Cosmos Factory

伊那谷の境界域から見えること、思ったことを遺します

もう一度ホトケノザ

2006-04-11 08:15:01 | 自然から学ぶ
 以前「ホトケノザ開花」で触れたホトケノザについて、小林正明先生が「伊那谷自然友の会報」124号で素人向きに説明してくれている。ホトケノザの場合閉鎖花(へいさか)のものがけっこう多いという。わたしが以前触れた「ホトケノザ開花」の際のものも、正確にいくと開花まではいっていなかった。そしてその花は閉鎖花のままだった。閉鎖花とは、花が開かないまま中でおしべとめしべが自然について、自家受精して種子をつくる花のことという。ホトケノザの場合はこの閉鎖花の方が開放花よりも多いともいう。

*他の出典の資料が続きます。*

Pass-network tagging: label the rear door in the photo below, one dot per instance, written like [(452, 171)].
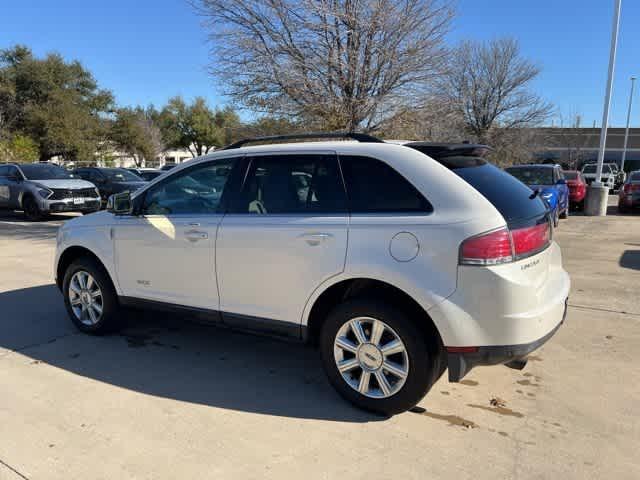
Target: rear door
[(166, 252), (285, 234)]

 さて、同記事の中で、ホトケノザの生えている場所は、ほとんどが畑で多年草の多い土手にはないと書かれている。そして、路傍に生えていることもあるが、その場合は掘り返したところとか、何らかの撹乱があったところだとも書かれている。わたしの見たホトケノザは傾斜のある土手に生えているもので、小林先生がいうような場所ではなかった。そのことについて妻と「あの場所は普通の土手だったけれど、この話と違う」というような話をしたわけである。そして考えているうちに妻はこう言ったのである。

 「あの場所はモグラがきてけっこう空洞なんかができたりして土手の表面が崩れたりする。そんなことが影響しているかも。」

 なるほどこれは「撹乱」にあたる。そう考えると山間部の傾斜地の土手の場合、自然状態でも撹乱は生じることがある。もちろんそれが動物によって撹乱されるということもある。「こんなところに」と思うようなところに意外なものが咲いていたりすれば、その背景はさまざまなんだと気がつく。加えて、その場所はわたしが年に3回程度草刈をする。傾斜地でかつ高い土手ということもあってわたしの担当する土手である。基本的には草だけ刈っているつもりだが、土手が一様ではなくデコボコしているから、時には土を切っているなんていうこともよくある。とすれば、わたしが草刈の際に撹乱を起こしているのかもしれない。自然というものも人間がどの程度そこに加わっているのか、あるいはいないのか、そんな微妙なことでさまざまな顔を見せてくれることを知る。


 日曜日にだいぶ草が伸びてきて自宅の草をむしった。その中にホトケノザがあった。畑にしてあるところで、一株だけあったホトケノザは開放花だった。ほかにもあるのだろうかと探してみたら、垣根の外の道端にも数株あったが、そちらは閉鎖花であった。写真は一株あった開放花である。